Au niveau macro-économique, ce décalage confirme la séparation qui perdure entre la sphère scientifique et celle industrielle, ce qui renforce le décalage de la structure industrielle française de celle de ses voisins (notamment celle de l’Allemagne) et des pays dont l’attractivité et la compétitivité ne sont plus à démontrer. Ce gaspillage du potentiel de la recherche scientifique dû au décalage de la structure industrielle de l’économie française mais également de l’attitude encore souvent trop passive des universités face aux nouveaux besoins d’une économie fondée sur la connaissance, prive la France de réelles opportunités encourageant l’introduction plus massive d’innovations sur les marchés mondiaux et le renforcement de sa capacité à créer des nouvelles entreprises innovantes. Cette privation dont souffre la France doit interpeller les responsables politiques afin qu’ils mettent en place une politique de la recherche et de la technologie plus audacieuse envers les docteurs et autres scientifiques qui souhaitent créer leur entreprise à partir des résultats de leur recherche.

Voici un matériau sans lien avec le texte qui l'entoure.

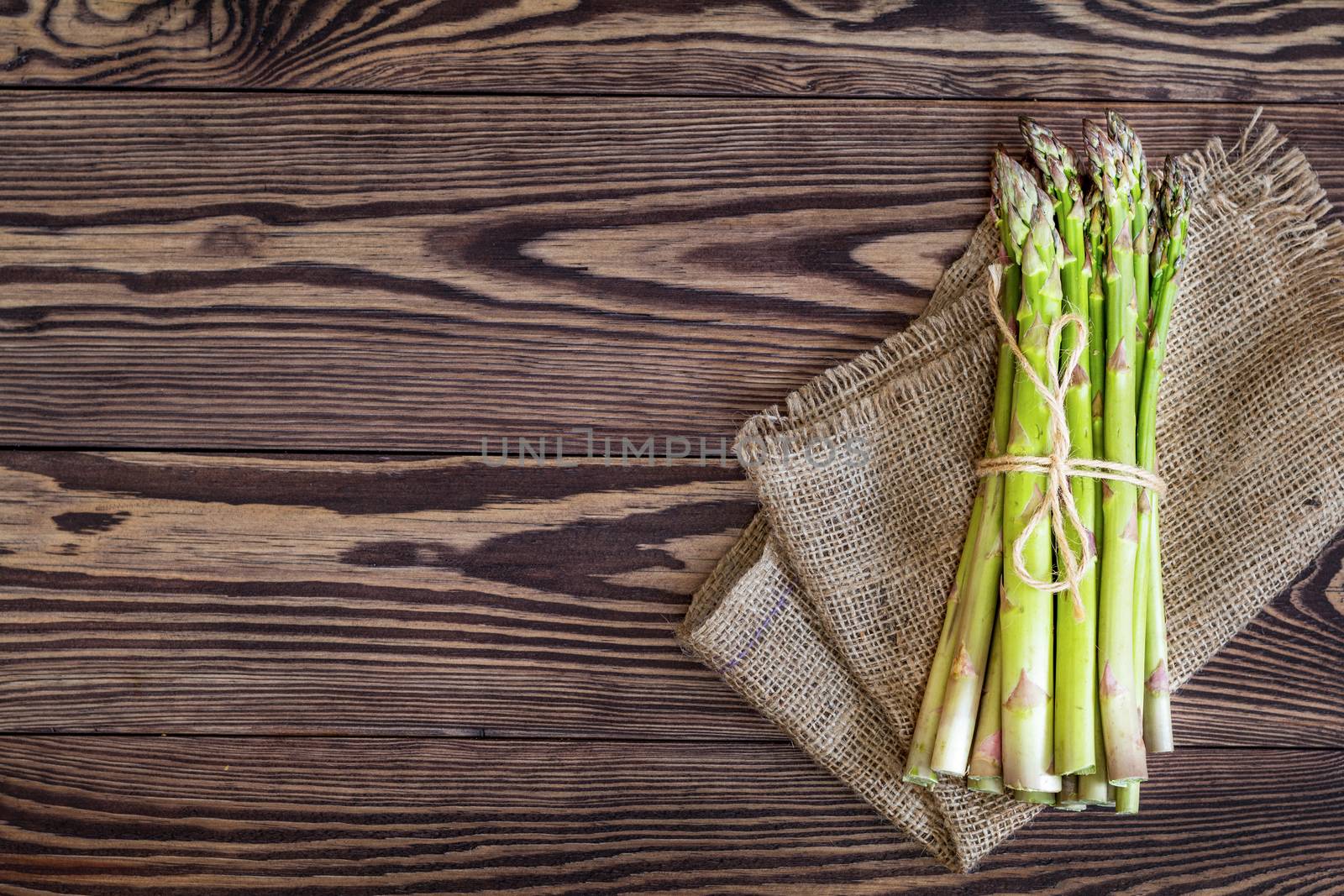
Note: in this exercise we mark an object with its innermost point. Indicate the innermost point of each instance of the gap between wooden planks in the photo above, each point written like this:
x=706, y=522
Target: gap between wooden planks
x=423, y=273
x=1249, y=51
x=328, y=594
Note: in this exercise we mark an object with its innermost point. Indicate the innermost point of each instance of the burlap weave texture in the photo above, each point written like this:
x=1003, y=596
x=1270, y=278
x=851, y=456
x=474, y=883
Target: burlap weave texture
x=826, y=614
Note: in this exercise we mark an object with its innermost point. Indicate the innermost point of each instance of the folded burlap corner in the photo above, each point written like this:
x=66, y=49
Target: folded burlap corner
x=827, y=611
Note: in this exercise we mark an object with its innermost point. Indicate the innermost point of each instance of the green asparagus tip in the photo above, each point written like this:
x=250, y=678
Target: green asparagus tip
x=1018, y=194
x=1129, y=145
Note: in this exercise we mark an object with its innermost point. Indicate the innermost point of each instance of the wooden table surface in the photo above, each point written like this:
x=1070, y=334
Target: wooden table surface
x=275, y=270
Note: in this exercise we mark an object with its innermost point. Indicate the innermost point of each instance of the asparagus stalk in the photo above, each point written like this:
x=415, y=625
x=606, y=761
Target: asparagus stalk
x=918, y=759
x=1026, y=614
x=1142, y=204
x=1068, y=799
x=1039, y=797
x=1095, y=249
x=980, y=589
x=1175, y=211
x=985, y=772
x=1075, y=638
x=1121, y=723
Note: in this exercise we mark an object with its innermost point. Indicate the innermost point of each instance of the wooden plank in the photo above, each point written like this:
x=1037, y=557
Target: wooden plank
x=120, y=815
x=386, y=273
x=797, y=47
x=307, y=594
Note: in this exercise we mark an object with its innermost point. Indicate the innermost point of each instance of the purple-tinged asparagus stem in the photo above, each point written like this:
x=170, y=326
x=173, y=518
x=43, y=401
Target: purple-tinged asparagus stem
x=1122, y=726
x=918, y=768
x=1026, y=613
x=1142, y=204
x=1175, y=212
x=985, y=772
x=980, y=589
x=1075, y=621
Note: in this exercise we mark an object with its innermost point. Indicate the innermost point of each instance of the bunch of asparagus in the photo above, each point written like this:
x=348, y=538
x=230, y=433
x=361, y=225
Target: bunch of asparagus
x=1057, y=698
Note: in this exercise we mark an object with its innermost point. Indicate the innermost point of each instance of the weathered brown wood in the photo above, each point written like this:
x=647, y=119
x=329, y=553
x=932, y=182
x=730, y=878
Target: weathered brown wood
x=817, y=47
x=423, y=273
x=170, y=593
x=121, y=815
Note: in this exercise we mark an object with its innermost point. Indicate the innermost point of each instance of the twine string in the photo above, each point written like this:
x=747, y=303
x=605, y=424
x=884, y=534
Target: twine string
x=1057, y=504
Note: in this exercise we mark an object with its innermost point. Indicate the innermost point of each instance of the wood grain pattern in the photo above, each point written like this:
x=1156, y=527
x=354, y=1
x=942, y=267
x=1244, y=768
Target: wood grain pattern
x=423, y=273
x=1050, y=49
x=116, y=815
x=170, y=593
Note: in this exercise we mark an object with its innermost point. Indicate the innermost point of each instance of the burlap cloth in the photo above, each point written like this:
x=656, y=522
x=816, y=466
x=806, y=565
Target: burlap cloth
x=826, y=613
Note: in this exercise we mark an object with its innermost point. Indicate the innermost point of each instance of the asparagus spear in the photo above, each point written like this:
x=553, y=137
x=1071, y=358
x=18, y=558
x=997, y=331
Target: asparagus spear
x=918, y=768
x=1095, y=249
x=1175, y=212
x=1142, y=203
x=1121, y=723
x=985, y=772
x=1026, y=613
x=980, y=589
x=1075, y=638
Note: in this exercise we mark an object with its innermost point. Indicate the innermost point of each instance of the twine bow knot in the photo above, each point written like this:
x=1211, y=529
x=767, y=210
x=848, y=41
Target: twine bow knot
x=1057, y=504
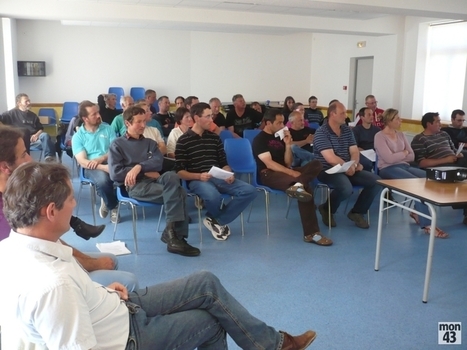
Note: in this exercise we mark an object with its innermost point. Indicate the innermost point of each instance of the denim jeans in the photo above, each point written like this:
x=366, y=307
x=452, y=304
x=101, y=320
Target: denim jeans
x=301, y=156
x=342, y=188
x=166, y=189
x=45, y=143
x=106, y=277
x=405, y=171
x=194, y=312
x=104, y=186
x=211, y=193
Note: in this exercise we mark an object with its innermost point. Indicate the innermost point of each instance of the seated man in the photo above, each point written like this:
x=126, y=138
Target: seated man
x=196, y=152
x=54, y=302
x=101, y=267
x=118, y=124
x=241, y=117
x=273, y=159
x=136, y=163
x=334, y=144
x=313, y=114
x=90, y=145
x=183, y=122
x=164, y=116
x=23, y=118
x=434, y=147
x=107, y=107
x=302, y=139
x=456, y=130
x=364, y=134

Face à cette inquiétante situation, l’action publique doit se présenter sous un nouveau principe qualifié de « commutation » où les réseaux d’acteurs publics et privés tendent à s’imposer. Ce principe, adopté dans les pays les plus compétitifs, se manifeste par de nouvelles organisations, toutes marquées par la coopération entre les différents acteurs Science / Industrie / Etat, en vue de produire et de diffuser de nouveaux savoirs et savoir-faire au travers d’apprentissages organisationnels et institutionnels collectifs. On assiste à une « construction cognitive » des politiques publiques qui conduit au renforcement des intermédiaires (experts scientifiques, technologiques, financiers, etc.) déjà présents sur le marché et à la création de nouveaux acteurs : les « Knowledge Brokers »1 et les « Knowledge Intensive Business Services » 2. Situés aux interfaces Science / Industrie / Etat, ces services ont pour fonction de créer, d’utiliser et de partager des savoirs et des savoir-faire multiples dans le but de faciliter les échanges entre ces trois mondes. Ils représentent également de nouveaux viviers d’emploi pour les jeunes docteurs dont les voies professionnelles traditionnellement orientées vers le secteur académique apparaissent de plus en plus compromises. Néanmoins, la survie de ces nouveaux services semble particulièrement dépendante des contextes dans lesquels ils émergent. L’absence d’un modèle de revenu clairement identifié et le manque d’une volonté affichée des pouvoirs publics français à continuer la reforme de son dispositif de recherche constituent de fortes menaces pour leur survie (notamment pour les KIBS). Leur mort serait dès lors perçue comme l’échec des politiques publiques qui cherchent a démontrer par l’expérience que, plus que jamais, la science et la technologie sont essentielles pour améliorer la performance économique et le bien être social.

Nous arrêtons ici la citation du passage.